One particularly funny moment was when he asked if he had any Irish people in the audience and one girl put up her hand. He asked where she was from and she said an Irish town. The funny thing was, it was spoken in such an ocker Australian accent, complete with the lilt at the end of the sentence, which makes everything we say sound like a question. It took AH aback and he commented on how Australian she sounded and asked how long she had lived in Australia. To which the reply was “oh, I was born here. But my parents are Irish”. The entire audience cracked up. It’s people like that who give the Irish a bad name!


AH spoke about a Banjo Patterson poem “Clancy of the Overflow” which he felt epitomised Australia and urged people to look it up. He recited a few verses verbatim, including a few verses with a gay inflection in his voice, which was simply hilarious. I have included the poem below, I hear where he is coming from.


The show ended with AH dancing on the roof of a 1989 Mazda 929 to “Footloose”. You will have to go and see the show to see how that ties in. A fantastic ending and I didn’t think it was possible, but I think I love him more. If you go and see at least one show during MICF, make it Adam Hills. 5 stars.


I have also published my emails that I sent while we were overseas last year. It doesn’t matter if anyone else reads them, but I like to. They make me smile when I am feeling down.

Clancy of the Overflow – A.B. Paterson


I had written him a letter which I had, for want of better
knowledge, sent to where I met him down the Lachlan years ago;

He was shearing when I knew him, so I sent the letter to him,
just on spec, addressed as follows, "Clancy, of The Overflow."


And an answer came directed in a writing unexpected

(and I think the same was written with a thumb-nail dipped in tar);

'Twas his shearing mate who wrote it, and verbatim I will quote it:
"Clancy's gone to Queensland droving, and we don't know where he are."


In my wild erratic fancy, visions come to me of Clancy

gone a-droving "down the Cooper" where the Western drovers go;

As the stock are slowly stringing, Clancy rides behind them singing,

for the drover's life has pleasures that the townsfolk never know.


And the bush has friends to meet him, and their kindly voices greet him

in the murmur of the breezes and the river on its bars,
and he sees the vision splendid of the sunlit plain extended,

and at night the wondrous glory of the everlasting stars.


I am sitting in my dingy little office, where a stingy
ray of sunlight struggles feebly down between the houses tall,
and the foetid air and gritty of the dusty, dirty city,

through the open window floating, spreads it foulness over all.

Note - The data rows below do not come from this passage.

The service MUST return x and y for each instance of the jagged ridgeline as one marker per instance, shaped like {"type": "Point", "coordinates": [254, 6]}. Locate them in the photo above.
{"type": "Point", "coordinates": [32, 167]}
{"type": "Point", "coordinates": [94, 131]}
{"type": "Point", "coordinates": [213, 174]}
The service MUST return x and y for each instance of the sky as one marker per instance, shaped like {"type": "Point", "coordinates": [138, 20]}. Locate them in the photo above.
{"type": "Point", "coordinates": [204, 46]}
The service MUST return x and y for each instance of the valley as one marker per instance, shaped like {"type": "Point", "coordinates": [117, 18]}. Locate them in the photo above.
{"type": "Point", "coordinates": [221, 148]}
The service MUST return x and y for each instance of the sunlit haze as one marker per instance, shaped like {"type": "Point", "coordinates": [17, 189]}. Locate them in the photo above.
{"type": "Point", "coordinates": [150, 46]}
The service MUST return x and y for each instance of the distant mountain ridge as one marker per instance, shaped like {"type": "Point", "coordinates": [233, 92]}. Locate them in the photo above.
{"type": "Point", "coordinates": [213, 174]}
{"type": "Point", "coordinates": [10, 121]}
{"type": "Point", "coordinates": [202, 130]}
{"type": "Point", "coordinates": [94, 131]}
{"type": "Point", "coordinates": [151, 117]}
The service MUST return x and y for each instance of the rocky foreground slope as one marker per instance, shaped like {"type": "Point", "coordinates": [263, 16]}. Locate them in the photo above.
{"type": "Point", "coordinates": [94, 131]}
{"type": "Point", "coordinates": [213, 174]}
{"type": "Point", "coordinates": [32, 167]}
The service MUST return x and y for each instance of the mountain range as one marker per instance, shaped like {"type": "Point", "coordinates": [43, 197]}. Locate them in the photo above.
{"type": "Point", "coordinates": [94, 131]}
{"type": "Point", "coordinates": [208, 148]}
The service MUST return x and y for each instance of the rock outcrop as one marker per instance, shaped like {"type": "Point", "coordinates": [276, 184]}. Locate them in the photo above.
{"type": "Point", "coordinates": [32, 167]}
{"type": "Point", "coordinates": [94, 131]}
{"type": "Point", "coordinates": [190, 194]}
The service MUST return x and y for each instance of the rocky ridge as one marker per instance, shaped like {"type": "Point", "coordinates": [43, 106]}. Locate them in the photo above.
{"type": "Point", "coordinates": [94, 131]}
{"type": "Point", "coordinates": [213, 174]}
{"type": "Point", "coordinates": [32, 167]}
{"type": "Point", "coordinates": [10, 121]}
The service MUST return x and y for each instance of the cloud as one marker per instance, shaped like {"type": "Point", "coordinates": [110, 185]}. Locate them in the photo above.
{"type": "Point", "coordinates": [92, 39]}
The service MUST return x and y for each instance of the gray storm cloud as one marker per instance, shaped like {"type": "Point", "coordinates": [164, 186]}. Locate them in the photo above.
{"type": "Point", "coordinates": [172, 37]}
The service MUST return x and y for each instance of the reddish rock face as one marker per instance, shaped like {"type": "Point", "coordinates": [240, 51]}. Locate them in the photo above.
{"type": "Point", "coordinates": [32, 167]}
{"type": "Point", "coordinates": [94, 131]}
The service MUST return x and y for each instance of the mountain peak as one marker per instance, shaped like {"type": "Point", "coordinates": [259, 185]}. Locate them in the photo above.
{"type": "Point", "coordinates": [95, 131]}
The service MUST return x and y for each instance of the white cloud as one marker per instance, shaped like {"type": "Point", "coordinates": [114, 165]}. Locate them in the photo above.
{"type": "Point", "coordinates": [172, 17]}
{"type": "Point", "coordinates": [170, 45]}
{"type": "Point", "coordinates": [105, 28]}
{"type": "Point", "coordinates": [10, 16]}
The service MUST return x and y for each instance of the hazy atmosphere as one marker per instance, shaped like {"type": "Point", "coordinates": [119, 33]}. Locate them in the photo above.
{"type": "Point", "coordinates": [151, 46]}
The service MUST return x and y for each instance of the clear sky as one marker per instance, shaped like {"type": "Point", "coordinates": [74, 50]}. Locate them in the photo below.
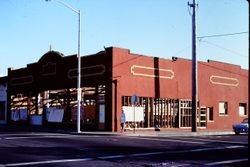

And in place of lowing cattle, I can hear the fiendish rattle

of the tramways and the buses making hurry down the street;

and the language uninviting of the gutter children fighting

comes fitfully and faintly through the ceaseless tramp of feet.


And the hurrying people daunt me,and their pallid faces haunt me

as they shoulder one another in their rush and nervous haste,

with their eager eyes and greedy, and their stunted forms and weedy,

for townsfolk have no time to grow, they have no time to waste.

And I somehow rather fancy that I'd like to change with Clancy,
like to take a turn at droving where the seasons come and go,

while he faced the round eternal of the cash-book and the journal

but I doubt he'd suit the office, Clancy, of The Overflow.